Xbox 360 Kinect and RTAB-Map: Handheld 3D Environment Scanning
I brought my modified Xbox 360 Kinect and my laptop to this week's SGVTech meetup. My goal for the evening was to show everyone what can be done with an old game console accessory and publicly available open source code. And the best place to start showcasing RTAB-Map is to go through the very first tutorial: Handheld Mapping with RGB-D sensor.
When I installed OpenKinect on my Ubuntu laptop, I was pleasantly surprised that it was offered as part of Ubuntu software repository making installation trivial. I had half expected that I would have to download the source code and struggle to compile without errors.
Getting handheld RGB-D mapping up and running under ROS using RTAB-Map turned out to be almost as easy. They're all available on ROS software repositories, again sparing me the headache of understanding and fixing compiler errors. That is, as long as a computer already has ROS Kinetic installed, which is admittedly a bit of work.

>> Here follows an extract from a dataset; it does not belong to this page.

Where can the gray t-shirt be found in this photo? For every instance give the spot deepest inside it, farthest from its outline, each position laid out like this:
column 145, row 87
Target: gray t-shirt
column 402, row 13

But if someone is starting with a working installation of ROS Kinetic on Ubuntu, they only need to install three packages via sudo apt install
:
-
freenect
: OpenKinect drivers to talk to a Xbox 360 Kinect sensor bar. -
ros-kinetic-freenect-launch
: ROS integration for OpenKinect. -
res-kinetic-rtabmap-ros
: ROS integration for RTAB-Map.
Once they are installed, follow instructions on RTAB-Map handheld RGB-D mapping tutorial to execute two ROS launch files. First one launches the ROS node to match the sensor device (in my case the Xbox 360 Kinect), second one launch RTAB-Map itself along with a visualization GUI.
I had fun scanning the shop environment where we hold our meetups. I moved the sensor around, both panning left-right and up-down, to get data from one side of the room. RTAB-Map created a pretty decent 3D representation of the shop. Here's a camera view of one experiment. The Kinect is sitting on the workbench behind the laptop screen. The visualization GUI has the raw video image (upper left), an image with dots highlighting the features RTAB-Map is tracking (lower left), and a big window with 3D point cloud compilation of Kinect data.
Here's the screenshot. It is even more impressive in person because we could interact with the point cloud window, rotate and zoom in 3D space to see the area from angles that the Kinect was never at. Speaking of which, look at the light teal line drawn in the lower right: this represents what RTAB-Map reconstructed as the path (in three dimensional space) I waved the Kinect through.
RTAB-Map is a lot of fun to play with, and shows huge potential for robot project applications.